Thomas Kohnstamm. Counterpoint, $27 (400p) ISBN 978-1-64009-681-3

Kohnstamm (Lake City) serves up a splendid, centuries-spanning tale of Indigenous and colonial history in the Pacific Northwest. In 1856, Duwamish chief Si’sia vows to protect sacred land near Seattle from violent white settlers, some of whom are named Stevenson and Stalworth. In 1971, Si’sia’s descendant Larry Dugdale works as a machinist on the prototype of a supersonic jet. Larry is in love with Ruth Hasegawa, whose immigrant ancestors once worked, and then owned, Si’sia’s land. Ruth’s mother, Masako, a Japanese internment camp survivor who established the music program at Stevenson Elementary School, controls Ruth’s every move in an ill-fated attempt to arrange a better life for her.

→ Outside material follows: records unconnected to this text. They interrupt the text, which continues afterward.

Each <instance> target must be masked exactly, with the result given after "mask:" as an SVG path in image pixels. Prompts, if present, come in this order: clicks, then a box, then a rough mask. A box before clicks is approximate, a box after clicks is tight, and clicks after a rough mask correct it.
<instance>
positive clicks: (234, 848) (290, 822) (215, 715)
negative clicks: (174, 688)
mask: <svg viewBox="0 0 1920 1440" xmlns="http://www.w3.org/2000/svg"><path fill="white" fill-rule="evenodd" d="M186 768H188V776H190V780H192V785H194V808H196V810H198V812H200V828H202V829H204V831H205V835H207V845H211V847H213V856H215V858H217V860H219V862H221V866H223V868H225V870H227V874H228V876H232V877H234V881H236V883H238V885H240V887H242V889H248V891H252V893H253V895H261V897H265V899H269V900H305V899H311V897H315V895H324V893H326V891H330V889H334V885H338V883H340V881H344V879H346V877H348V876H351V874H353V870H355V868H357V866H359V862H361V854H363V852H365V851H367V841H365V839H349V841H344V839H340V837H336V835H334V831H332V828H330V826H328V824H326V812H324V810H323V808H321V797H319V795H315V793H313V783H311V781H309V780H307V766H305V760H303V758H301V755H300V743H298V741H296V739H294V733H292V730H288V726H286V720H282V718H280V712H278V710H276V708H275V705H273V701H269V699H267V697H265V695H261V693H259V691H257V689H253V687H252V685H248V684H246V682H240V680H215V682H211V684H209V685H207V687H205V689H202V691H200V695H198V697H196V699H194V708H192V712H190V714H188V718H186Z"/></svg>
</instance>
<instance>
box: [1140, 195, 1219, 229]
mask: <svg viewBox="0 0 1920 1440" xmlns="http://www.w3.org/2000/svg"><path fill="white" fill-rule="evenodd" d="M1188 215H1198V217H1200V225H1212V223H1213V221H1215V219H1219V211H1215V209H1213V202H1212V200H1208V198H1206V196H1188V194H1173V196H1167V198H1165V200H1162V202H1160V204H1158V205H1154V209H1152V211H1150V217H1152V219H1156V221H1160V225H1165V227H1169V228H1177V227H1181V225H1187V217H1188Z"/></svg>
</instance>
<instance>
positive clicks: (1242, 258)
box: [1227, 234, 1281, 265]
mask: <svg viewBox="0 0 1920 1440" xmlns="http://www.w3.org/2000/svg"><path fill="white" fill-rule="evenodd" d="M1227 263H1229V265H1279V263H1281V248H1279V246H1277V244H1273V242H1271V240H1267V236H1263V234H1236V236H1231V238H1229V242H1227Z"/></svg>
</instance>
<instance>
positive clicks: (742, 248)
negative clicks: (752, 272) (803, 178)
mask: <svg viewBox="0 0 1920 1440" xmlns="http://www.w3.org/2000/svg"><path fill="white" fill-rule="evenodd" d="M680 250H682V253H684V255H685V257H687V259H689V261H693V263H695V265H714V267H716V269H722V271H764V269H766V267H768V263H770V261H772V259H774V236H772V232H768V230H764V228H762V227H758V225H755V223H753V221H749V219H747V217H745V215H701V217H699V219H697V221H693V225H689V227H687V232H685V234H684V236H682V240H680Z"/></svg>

Kohnstamm alternates Larry’s narrative with that of Ruth’s daughter, Sami Hasegawa-Stalworth, who in 2014 spearheads a push to rename the elementary school after her mother, only to be told that the school may have to close. The interconnectedness of the cast creates an addictive narrative tension, and Kohnstamm’s character work is top notch, particularly with the tragic Larry, whose earnest and increasingly drastic actions follow one misfortune after another. Readers shouldn’t miss Kohnstamm’s heartbreaking saga. Agent: Jennie Dunham, Dunham Literary. (Feb.)